Queen Elizabeth was 'a driving force behind excellent UK-Holy See relations'
By Devin Watkins
Ambassador Christopher Trott presented his Letters of Credence to Pope Francis on 4 September 2021. Appointed by the late Queen Elizabeth II, he was chosen to continue building on the past 40 years of full diplomatic relations between the United Kingdom and the Holy See.
In the wake of Her Majesty's death on Thursday, Ambassador Trott granted an interview with Vatican News to express his personal sadness at the passing of Queen Elizabeth II.
He also highlighted the importance she unfalteringly gave to the official relationship that exists between the UK and the Holy See, as well as her own warm personal relationship with the Popes throughout her 70 years as monarch.
Q: As the United Kingdom and the Commonwealth mourn the late Queen Elizabeth II, could you share with us your thoughts on her legacy and on this moment of transition to a new Monarch, King Charles III?
As the British Ambassador, this moment is a mixture of both personal and official reflections. I have had the honour of serving as Her Majesty’s Ambassador for the last 15 years in various countries, and for me personally, that was such a huge honour. Therefore, this moment is one of profound sadness, which is something that many, many British nationals feel across the globe.
I think Queen Elizabeth II provided for the UK a real sense of stability, a real sense of who we were, a sense of unity and her passing has united people in grief. I am actually in London at the moment watching peoples’ reaction here in the UK before I fly back to Rome. You really feel this sense of sadness.
I should say I think that was reflected in some of the international responses. I was very moved by His Holiness the Pope’s message on the passing of Her Majesty, and I think that reflects a message that she personally had invested in building our relationship and supporting the Ambassadors to the Holy See, in building a relationship with five separate Popes over the time of her reign, her first meeting being with Pius XII 1951 and her most recent one being with Pope Francis in 2014 and I think those really reflected a developing relationship between Britain and the Holy See.
Q: The late Queen as you said met with five Popes during her lifetime and with one as a Princess. What can you share about her relationship with the Popes and with the Holy See?
I think she had a huge amount of respect for each of the Popes that she met. And I think that when she met Pope Francis it was a really warm and spontaneous encounter, and there was a real expression of mutual respect which is reflected in the message that Pope Francis sent on her death. And I think that helps support the more formal state-to-state relationship I represent, because having that personal relationship, is reflected in that warmth.
Q: On a more personal level, what was Queen Elizabeth's relationship with the Diplomatic Corps and Ambassadors like yourself? Can you share any personal anecdotes?
The really important thing to remember is that an ambassador is technically the representative of the Head of State to the Head of State.

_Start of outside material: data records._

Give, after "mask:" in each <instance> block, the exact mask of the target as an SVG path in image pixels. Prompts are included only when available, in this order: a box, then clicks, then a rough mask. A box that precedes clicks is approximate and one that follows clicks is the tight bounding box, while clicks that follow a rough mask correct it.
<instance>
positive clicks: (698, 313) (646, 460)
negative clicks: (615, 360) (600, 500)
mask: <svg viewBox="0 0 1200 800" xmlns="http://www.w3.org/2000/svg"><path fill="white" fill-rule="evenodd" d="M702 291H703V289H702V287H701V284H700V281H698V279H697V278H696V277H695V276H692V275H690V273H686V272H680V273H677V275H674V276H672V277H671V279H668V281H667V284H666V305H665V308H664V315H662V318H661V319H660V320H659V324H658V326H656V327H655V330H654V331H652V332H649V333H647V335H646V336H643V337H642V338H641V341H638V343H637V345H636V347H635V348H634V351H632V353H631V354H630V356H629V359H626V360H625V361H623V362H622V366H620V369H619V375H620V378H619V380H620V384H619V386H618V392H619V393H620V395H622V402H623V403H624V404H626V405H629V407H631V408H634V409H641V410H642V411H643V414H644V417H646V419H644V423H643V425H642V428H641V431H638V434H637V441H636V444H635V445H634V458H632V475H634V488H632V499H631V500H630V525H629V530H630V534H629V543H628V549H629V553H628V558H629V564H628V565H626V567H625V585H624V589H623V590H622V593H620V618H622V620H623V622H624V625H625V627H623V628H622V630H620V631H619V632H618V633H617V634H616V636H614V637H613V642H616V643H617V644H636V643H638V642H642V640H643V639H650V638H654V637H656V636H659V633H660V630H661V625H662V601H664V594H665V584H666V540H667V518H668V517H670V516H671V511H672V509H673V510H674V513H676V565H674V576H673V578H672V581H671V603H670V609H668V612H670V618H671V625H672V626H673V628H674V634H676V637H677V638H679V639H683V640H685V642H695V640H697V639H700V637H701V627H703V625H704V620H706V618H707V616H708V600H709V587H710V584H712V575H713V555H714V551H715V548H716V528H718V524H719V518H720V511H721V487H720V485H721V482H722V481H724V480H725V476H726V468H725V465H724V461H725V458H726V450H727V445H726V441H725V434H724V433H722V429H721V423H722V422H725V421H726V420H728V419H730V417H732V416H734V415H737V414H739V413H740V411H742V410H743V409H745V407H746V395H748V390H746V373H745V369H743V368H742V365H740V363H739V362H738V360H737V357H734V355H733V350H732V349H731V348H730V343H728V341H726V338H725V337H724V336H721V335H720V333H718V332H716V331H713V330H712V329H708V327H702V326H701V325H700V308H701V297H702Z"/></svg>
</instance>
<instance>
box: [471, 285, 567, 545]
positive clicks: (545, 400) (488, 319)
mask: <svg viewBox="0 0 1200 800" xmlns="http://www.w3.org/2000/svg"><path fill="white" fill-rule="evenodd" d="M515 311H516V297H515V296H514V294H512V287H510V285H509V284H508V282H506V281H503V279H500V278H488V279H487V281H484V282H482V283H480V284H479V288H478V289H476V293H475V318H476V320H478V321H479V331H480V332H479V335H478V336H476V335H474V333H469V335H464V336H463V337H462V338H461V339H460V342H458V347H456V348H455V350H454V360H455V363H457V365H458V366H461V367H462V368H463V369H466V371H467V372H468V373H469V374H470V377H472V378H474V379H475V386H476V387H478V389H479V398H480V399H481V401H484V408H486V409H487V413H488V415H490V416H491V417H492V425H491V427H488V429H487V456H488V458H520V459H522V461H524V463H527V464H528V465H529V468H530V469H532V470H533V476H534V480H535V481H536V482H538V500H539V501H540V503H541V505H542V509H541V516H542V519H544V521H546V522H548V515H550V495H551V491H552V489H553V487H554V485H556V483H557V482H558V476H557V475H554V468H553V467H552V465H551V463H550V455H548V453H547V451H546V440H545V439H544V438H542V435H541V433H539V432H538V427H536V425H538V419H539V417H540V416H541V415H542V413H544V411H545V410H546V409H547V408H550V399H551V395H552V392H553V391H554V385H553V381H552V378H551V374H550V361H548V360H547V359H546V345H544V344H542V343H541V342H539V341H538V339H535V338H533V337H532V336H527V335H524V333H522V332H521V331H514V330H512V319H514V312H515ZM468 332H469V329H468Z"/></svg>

So, for an ambassador you are conscious all the time that you are a representative of Her Majesty and your appointment is confirmed by her. When you come to your new post you bring letters of credentials signed personally by her, to be handed over to the receiving Head of State; and you have the huge honour of being able in the early stages of each of your ambassadorial postings to be able to go an call on her Majesty the Queen – it’s called the “Ceremony of Kissing of the Hand” but doesn’t anymore involve any kissing – but it does involve you and your spouse having a personal conversation with Her Majesty the Queen, which is a huge honour, and she was always incredibly warm and incredibly well informed and really interested in you as a person and your family in a way that was really touching.
Q: Now, as King Charles III takes over, how do you see him following in his mother's footsteps in relationships with the Holy See?
I think you saw in the statement he made yesterday - he addressed the nation [on Friday] - he echoed many of the things that his mother had said over the years about her responsibility, her duty, her desire to serve her people.
And he referred to his faith in way Her Majesty the Queen would always refer to her faith, and the fact that she was guided by her faith in the decisions she took. And I think for the Holy See this has always been something very striking and something they’ve hugely respected over the years.
I think this will just reinforce the importance of the relationship because here is King Charles recognizing that he is King of a multi-faith country, but talking about his grounding in his Christian faith, which I think will speak very loudly, both to Pope Francis himself and to the Holy See more widely.
Q: Is there anything you would like to add?
I am very grateful to be able to have the opportunity to have this conversation with you. It is important for us to be remembering the guiding hand of Queen Elizabeth’s faith, and I just wanted to quote from her Christmas broadcast in 2002: she said, 'I know just how much I rely on my own faith to guide me through the good times and the bad; each day is a new beginning. I know that the only way to live, my life is to do what is right to take the long view, to give my best in all that the day brings, and put my trust in God.'
And I got the impression but that is also the way that Prince Charles, now King Charles, is approaching his role.